Granted, James would be the unlikeliest player to utilize the Towns clause given that any new team would require a long-term deal to bring him on board. LeBron, for his part, has demonstrated he wants to have decision-making power over his future with player options negotiated in his contract. Teams might be tempted to add him, but ultimately, it just wouldn’t be worth it.
Golden State Warriors franchise valuation: $2.6 billion
Current contract value: five years, $201.1 million
Credentials: two-time league MVP, four-time All-Star, two-time All-NBA first team
Age at start of 2017-18 season: 29
Stephen Curry has revolutionized the sport with his incomparable shooting proficiency and range.

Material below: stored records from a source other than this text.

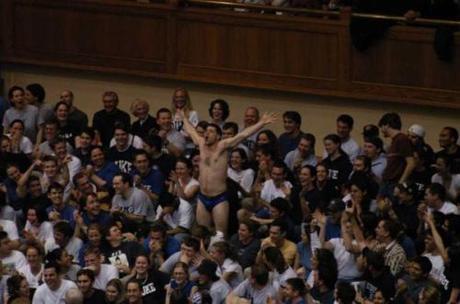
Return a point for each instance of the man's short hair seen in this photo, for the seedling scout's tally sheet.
(346, 119)
(223, 104)
(452, 132)
(393, 120)
(294, 116)
(438, 190)
(125, 178)
(230, 125)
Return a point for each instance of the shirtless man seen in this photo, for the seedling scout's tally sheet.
(212, 200)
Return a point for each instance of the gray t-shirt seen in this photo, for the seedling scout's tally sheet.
(257, 296)
(28, 115)
(137, 202)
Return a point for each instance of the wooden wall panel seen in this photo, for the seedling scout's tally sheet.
(291, 53)
(91, 36)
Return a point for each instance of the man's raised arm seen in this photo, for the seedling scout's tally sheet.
(197, 139)
(266, 119)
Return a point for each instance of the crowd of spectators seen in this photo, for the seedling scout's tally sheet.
(118, 212)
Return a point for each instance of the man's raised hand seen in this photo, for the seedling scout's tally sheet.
(269, 118)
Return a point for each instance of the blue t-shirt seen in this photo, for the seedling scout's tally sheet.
(153, 181)
(108, 172)
(172, 246)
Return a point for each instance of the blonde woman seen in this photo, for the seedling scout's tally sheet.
(145, 122)
(181, 101)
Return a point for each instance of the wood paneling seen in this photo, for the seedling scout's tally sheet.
(291, 53)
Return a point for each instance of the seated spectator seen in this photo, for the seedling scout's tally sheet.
(277, 185)
(22, 111)
(83, 147)
(173, 141)
(182, 183)
(67, 130)
(61, 257)
(210, 284)
(103, 273)
(50, 133)
(238, 170)
(75, 115)
(337, 161)
(54, 288)
(11, 259)
(344, 127)
(101, 171)
(445, 177)
(59, 210)
(245, 243)
(64, 238)
(33, 270)
(145, 122)
(123, 151)
(180, 287)
(219, 111)
(130, 201)
(176, 213)
(435, 198)
(104, 121)
(147, 178)
(19, 142)
(120, 253)
(278, 238)
(160, 245)
(18, 289)
(289, 140)
(303, 155)
(152, 281)
(373, 149)
(85, 280)
(257, 289)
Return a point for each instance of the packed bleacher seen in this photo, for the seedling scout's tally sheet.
(186, 207)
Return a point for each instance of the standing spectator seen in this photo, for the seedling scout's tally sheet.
(145, 123)
(173, 141)
(344, 127)
(219, 112)
(105, 119)
(75, 115)
(22, 111)
(337, 161)
(289, 140)
(303, 155)
(54, 288)
(123, 151)
(448, 141)
(400, 154)
(373, 148)
(131, 202)
(85, 280)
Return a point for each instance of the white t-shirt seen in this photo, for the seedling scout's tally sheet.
(14, 261)
(270, 191)
(231, 266)
(182, 217)
(43, 233)
(44, 295)
(73, 247)
(346, 262)
(135, 141)
(10, 228)
(33, 280)
(107, 273)
(244, 178)
(447, 208)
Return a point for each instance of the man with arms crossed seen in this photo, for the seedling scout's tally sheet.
(212, 200)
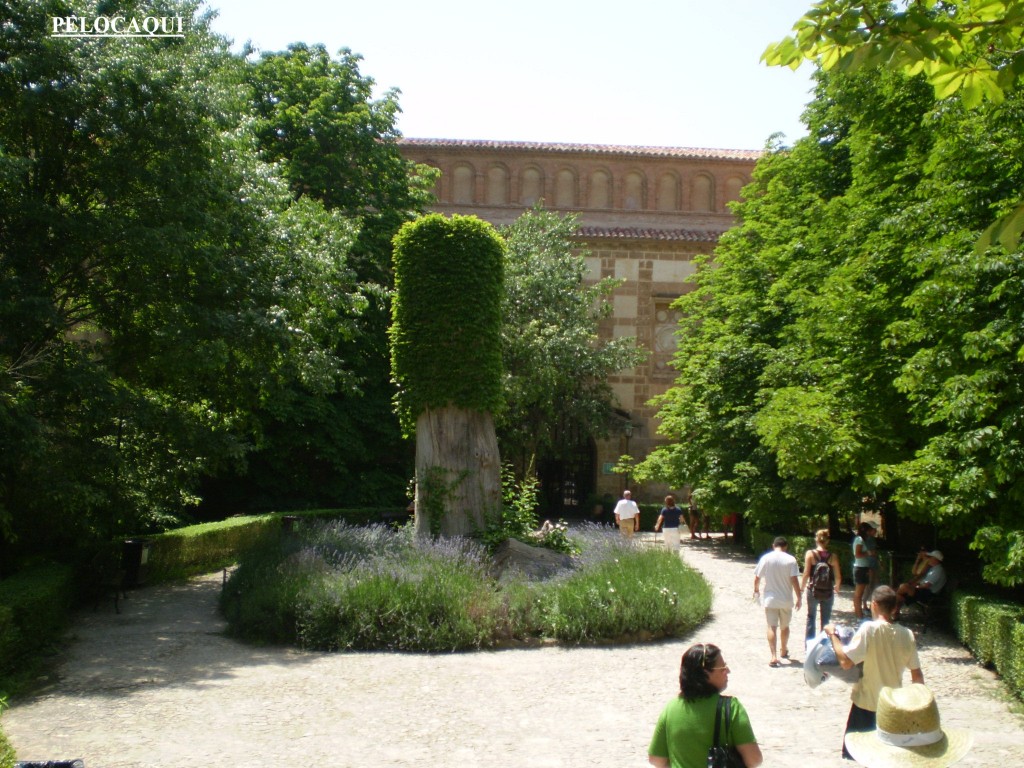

One of the long-held beliefs of NBA basketball was winning in the postseason required a bruising interior scorer and, perhaps, an impressive scorer on the wing to compete.
A team of shooters, though, was supposed to be too soft to win.
And then, Steph happened.
His incredulous nightly shooting exhibitions will one day become the stuff of legend. The way the old guard speaks of Larry Bird will soon be reserved for Curry given his exceptional shooting stroke.
With game-winning shots like the one below, it’s becoming quite clear his legend will only continue to grow.
Basketball has recalibrated itself thanks in large part to Curry’s influence, and winning at the highest level now demands the presence of multiple shooting threats. Other than his own teammate (Klay Thompson), Curry has no competition as far as shooting audacity, and that constantly keeps defenders guessing.
Steph is just as comfortable launching from near half court as he is when swarmed by defenders in the pick-and-roll. He requires constant attention and physical play, but the combo rarely fazes him.
Curry is far too adept as a ball-handler and finisher at the rim for anyone or any scheme to limit his production. The sharpshooter is a world conqueror whose rise has led Golden State to three consecutive Finals trips and two rings.
He may not have won a Finals MVP in any of the trips, but his production and presence on the floor put the Dubs in a position to win three in a row.
Prior to the Warriors’ current run, management paired him alongside Monta Ellis in the backcourt, in a decision that now looks questionable at best, when looking back. The decision to jettison Ellis and allow Steph to grow proved to be prophetic as Curry became one of the league’s marquee players in short order following the trade.
Golden State’s regular-season win totals over the past three years (67, 73 and 67) coupled with their playoff showings should convince fans that Steph resides among the best of the elite, no matter what opinions other might share.
Judging from the contract the Warriors’ front office offered to Steph (five years, $201 million) I am incredibly confident they believe and understand how vital his contributions are to the franchise.
What would it take then to pry Curry away from the Warriors?
Before answering the question, consider the information Forbes’ Kurt Badenhausen shared in February:
“The club posted the highest average cable TV rating (9.8) during the 2015-16 season, more than double the previous year. The season ticket wait list is at 32,000 with a renewal rate of 99.5 percent.”
Crazy, right? Wait it gets better:
“But the team is ready to cash in more in other areas. The Warriors broke ground in January on their new privately financed $1 billion arena in San Francisco’s Mission Bay neighborhood, which is set to open for the 2019-20 season. They’ve already secured a 20-year naming right agreement with Chase worth an estimated $300 million that is the richest ever for a U.S. arena.”
Curry’s play and popularity (top jersey seller in back-to-back seasons) make him a ratings driver and integral part to everything Warriors. His termination fee clocks in at just about $350 million, an amount New York Knicks owner James Dolan might consider spending on a player to reshape the direction of his basketball organization.